Comment by kevmo314

20 days ago

The wildest part is they’ll take those massive machines, shard them into tiny Kubernetes pods, and then engineer something that “scales horizontally” with the number of pods.

Yeah man, you're running on a multitasking OS. Just let the scheduler do the thing.

  • Yeah this. As I explain many times to people, processes are the only virtualisation you need if you aren’t running a fucked up pile of shit.

    The problem we have is fucked up piles of shit not that we don’t have kubernetes and don’t have containers.

    • Maybe you are right about kubernetes, I don't have enough experience to have an opinion. I disagree about containers though, especially the wider docker toolchain.

      It is not that difficult to understand a Dockerfile and use containers. Containers, from a developer pov, solve the problem of reliably reproducing development, test and production environments and workloads, and distributing those changes to a wider environment. It is not perfect, its not 100% foolproof, and its not without its quirks or learning curve.

      However, there is a reason docker has become as popular as it is today (not only containers, but also dockerfiles and docker compose), and that is because it has a good tradeoff between various concerns that make it a highly productive solution.

      2 replies →

    • Hahhah, yuuuup.

      I can maybe make a case for running in containers if you need some specific security properties but .. mostly I think the proliferation of 'fucked up piles of shit' is the problem.

    • Containers are just processes plus some namespacing, nothing really stops you from running very huge tasks on Kubernetes nodes. I think the argument for containers and Kubernetes is pretty good owing to their operational advantages (OCI images for distributing software, distributed cron jobs in Kubernetes, observability tools like Falco, and so forth).

      So I totally understand why people preemptively choose Kubernetes before they are scaling to the point where having a distributed scheduler is strictly necessary. Hadoop, on the other hand, you're definitely paying a large upfront cost for scalability you very much might not need.

      14 replies →

    • Disagree.

      Different processes can need different environments.

      I advocate for something lightweight like FreeBSD jails.

    • Yes, Sun had the marketing message "The network is the computer" already in the 1980's, we were doing microservices with plain OS processes.

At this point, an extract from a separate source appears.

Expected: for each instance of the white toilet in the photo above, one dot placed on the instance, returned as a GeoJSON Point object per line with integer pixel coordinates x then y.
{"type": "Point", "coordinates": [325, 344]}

  • Its all fun and games, until the control plane gets killed by the OOMkiller.

    Naturally, that detaches all your containers. And theres no seamless reattach for control plane restart.

    • Or your CNI implementation is made of rolled up turds and you lose a node or two from the cluster control plane every day.

      (Large EKS cluster)

  • Until you need to schedule GPUs or other heterogenous compute...

    • Are you saying that running your application in a pile of containers somehow helps that problem ..? It's the same problem as CPU scheduling, we just don't have good schedulers yet.. Lots of people are working on it though

      1 reply →

This is especially aggravating when the os inside the container and the language runtimes are much heavier than the process itself.

I've seen arguments for nano services (I wouldn't even call them micros services), that completely ignored that part. Split a small service in n tiny services, such that you have 10(os, runtime, 0.5) rather than 2(os, runtime, x).

  • There is no os inside the container. That's a big part of the reason containerization is so popular as a replacement for heavier alternatives like full virtualization. I get that it's a bit confusing with base image names like "ubuntu" and "fedora", but that doesn't mean that there is a nested copy of ubuntu/fedora running for every container.

To be fair each of those pods can have dedicated, separate external storage volumes which may actually help and it’s def easier than maintaining 200 iscsi or more whatever targets yourself

I mean, a large part of the point is that you can run on separate physical machines, too.